It depends on the encoding you're talking about. Both UTF-16LE and UTF-32LE have tons of characters ending in null bytes, for example, which trim
removes by default.
The string "a" in UTF-16LE consists of the bytes 0x61
0x00
, and trim
will remove the null byte leaving just 0x61
.
Note that this problem goes the other way too, trim
strips bytes from the beginning of strings as well as the end. If your string "a" is in UTF-16BE it will be encoded as 0x00
0x61
- with trim
again leaving you with just 0x61
.
Example:
$utf16le = iconv("ASCII", "UTF-16LE", "a");
$utf16be = iconv("ASCII", "UTF-16BE", "a");
var_dump(
bin2hex($utf16le),
bin2hex(trim($utf16le)),
bin2hex($utf16be),
bin2hex(trim($utf16be))
);
Output:
string(4) "6100"
string(2) "61"
string(4) "0061"
string(2) "61"
If you're only worried about UTF-8 then no, there aren't any conflicts.

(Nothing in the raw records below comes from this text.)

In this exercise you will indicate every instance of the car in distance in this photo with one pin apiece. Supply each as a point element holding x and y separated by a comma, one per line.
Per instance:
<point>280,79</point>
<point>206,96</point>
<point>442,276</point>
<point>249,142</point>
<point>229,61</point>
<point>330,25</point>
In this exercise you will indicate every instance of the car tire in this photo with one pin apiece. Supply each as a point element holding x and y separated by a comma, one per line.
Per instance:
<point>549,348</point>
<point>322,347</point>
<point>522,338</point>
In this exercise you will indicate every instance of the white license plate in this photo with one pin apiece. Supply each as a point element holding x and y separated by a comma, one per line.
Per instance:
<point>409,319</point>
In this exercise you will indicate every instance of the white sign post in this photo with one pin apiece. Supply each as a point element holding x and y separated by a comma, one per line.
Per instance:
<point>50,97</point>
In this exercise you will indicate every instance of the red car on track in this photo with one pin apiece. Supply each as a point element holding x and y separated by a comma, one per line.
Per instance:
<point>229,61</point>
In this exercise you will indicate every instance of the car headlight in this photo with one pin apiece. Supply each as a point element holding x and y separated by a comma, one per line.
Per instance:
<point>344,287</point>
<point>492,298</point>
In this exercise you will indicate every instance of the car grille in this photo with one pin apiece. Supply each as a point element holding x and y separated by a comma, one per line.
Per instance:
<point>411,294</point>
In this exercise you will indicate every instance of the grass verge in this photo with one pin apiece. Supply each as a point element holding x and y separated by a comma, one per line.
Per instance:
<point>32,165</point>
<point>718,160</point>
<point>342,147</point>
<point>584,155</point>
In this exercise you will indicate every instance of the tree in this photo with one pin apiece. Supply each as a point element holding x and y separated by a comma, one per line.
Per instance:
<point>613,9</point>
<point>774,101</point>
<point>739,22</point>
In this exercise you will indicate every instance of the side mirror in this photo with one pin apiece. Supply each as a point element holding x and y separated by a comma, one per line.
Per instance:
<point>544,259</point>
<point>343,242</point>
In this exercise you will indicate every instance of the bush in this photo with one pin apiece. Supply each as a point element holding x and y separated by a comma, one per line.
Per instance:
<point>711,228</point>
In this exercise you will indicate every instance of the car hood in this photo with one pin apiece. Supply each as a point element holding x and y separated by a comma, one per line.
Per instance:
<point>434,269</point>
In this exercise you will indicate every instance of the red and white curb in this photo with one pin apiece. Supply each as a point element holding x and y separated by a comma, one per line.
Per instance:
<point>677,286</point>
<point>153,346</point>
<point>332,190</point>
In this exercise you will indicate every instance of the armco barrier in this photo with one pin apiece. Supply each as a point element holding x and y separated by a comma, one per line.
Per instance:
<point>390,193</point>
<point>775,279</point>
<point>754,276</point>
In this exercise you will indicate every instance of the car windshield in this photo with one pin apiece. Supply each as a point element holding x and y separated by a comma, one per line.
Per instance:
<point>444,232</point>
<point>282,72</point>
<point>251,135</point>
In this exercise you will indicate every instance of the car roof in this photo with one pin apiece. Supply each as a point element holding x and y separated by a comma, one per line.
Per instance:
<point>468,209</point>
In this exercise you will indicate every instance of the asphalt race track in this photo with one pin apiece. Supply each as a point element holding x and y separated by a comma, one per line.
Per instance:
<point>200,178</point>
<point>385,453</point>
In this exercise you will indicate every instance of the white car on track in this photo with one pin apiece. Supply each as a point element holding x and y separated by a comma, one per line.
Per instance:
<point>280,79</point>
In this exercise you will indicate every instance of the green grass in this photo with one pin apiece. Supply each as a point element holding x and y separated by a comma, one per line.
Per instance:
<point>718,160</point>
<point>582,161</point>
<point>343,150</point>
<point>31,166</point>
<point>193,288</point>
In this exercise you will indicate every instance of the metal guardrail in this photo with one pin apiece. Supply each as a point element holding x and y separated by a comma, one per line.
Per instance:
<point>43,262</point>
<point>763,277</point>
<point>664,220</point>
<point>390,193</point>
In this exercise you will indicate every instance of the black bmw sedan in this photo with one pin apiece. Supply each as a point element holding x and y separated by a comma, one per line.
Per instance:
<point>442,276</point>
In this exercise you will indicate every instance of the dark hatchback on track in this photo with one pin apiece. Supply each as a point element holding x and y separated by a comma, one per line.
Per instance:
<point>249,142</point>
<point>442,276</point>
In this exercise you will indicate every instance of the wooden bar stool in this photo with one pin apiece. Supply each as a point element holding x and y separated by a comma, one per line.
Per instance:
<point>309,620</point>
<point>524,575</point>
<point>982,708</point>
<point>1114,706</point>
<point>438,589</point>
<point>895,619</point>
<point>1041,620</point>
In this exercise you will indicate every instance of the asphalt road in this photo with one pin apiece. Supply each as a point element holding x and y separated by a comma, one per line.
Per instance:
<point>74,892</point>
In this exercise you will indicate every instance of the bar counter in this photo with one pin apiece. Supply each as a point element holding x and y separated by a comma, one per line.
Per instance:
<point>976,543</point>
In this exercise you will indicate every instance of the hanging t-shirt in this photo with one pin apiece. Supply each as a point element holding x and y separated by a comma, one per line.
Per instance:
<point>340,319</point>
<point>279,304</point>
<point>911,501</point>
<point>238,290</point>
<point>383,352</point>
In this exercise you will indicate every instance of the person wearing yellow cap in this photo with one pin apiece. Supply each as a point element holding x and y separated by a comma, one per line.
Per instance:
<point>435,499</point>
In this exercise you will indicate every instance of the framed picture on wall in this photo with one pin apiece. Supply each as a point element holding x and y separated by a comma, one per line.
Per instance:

It is ASCII compatible and all single byte characters in UTF-8 are in the form of 0xxx xxxx
while all bytes of a multibyte character have their most significant bit set, 1xxx xxxx
, so there is no ambiguity. With UTF-8 trim
using its default character mask is safe.
If you're concerned about other encodings then it's going to depend on what they are. If you try using multibyte characters as part of trim
's character mask you'll definitely run into problems as each byte will be treated individually.